Archive for the ‘Wireshark’ Category
Wireshark 3.0 Released
Recently, Wireshark dropped a major release which adds a few cool features (some new and some old). However outside of the new features, there is one major under the hood change this feature introduces. WireShark v3 for Windows now ships with Npcap as opposed to Winpcap that we have been used forever now. Npcap is actually part of the NMAP project which while Npcap is build of Winpcap Npcap gets a little more love in regards to up updates and being actively worked on. A while back I did a look at how Winpcap interacts with the NIC cards and captures packets, Even though Npcap is based off Winpcap I am curious to see if that underlying interaction has changed (more to come on that, or I’ll just update this blog post later on with my findings)
A few other features:
- IP Mapping has returned
- Monitor mode support for Windows wireless analysis. This is a huge one in my book, this functionality was brought over from the Npcap change.

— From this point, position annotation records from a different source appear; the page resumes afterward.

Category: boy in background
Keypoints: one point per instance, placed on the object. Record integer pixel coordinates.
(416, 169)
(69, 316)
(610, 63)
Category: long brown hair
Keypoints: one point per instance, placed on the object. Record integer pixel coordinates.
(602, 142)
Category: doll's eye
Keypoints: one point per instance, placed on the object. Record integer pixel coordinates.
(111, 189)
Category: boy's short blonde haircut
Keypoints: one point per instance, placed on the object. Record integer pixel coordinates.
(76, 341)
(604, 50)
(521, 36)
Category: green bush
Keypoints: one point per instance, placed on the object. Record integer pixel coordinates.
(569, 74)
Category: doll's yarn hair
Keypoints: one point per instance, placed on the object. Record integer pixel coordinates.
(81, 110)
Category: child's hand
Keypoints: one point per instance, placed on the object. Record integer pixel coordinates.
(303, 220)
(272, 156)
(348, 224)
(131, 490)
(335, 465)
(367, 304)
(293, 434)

- A few other random tidbit, bootp dissector is getting renamed to dhcp. Similar to SSL getting renamed to TLS.
- ciscodump now supports a proxy connection, I am going to need to check this out, as ciscodump utilizes the Cisco EPC capability. Which apparently I haven’t got to kick the tires on just yet. So, I think I am late to the game on this one, but proxy supports make this easier for some environments.
- There are quite a bit more changes, many new protocols were added and well as even protocols were updated.
For the sake of brevity I don’t to cover everything, just a few of the pieces are find more interesting and useful.
Link to the Wireshark release notes page.
Wireshark Tid-bit: De-crypt SNMPv3 in Wireshark
I recently found myself troubleshooting some SNMP connectivity between a particular set of devices and an NMS. Connectivity did not appear to be the problem as IP Connectivity was there and MIB walks were successful, however some interesting errors were still getting reported on the NMS. As I captured the packets to verify this connectivity, I said to myself ‘If only I can see what the NMS was asking for specifically and what device in question was replying back with’. This led me to check out the SNMP protocol settings in Wireshark, I mean Wireshark can de-crypt HTTPS traffic (with the private key) and wireless WPA traffic surely it can de-crypt SNMPv3. Behold it was true!! I was able to de-crypt SNMPv3 packets, and see what was really going on.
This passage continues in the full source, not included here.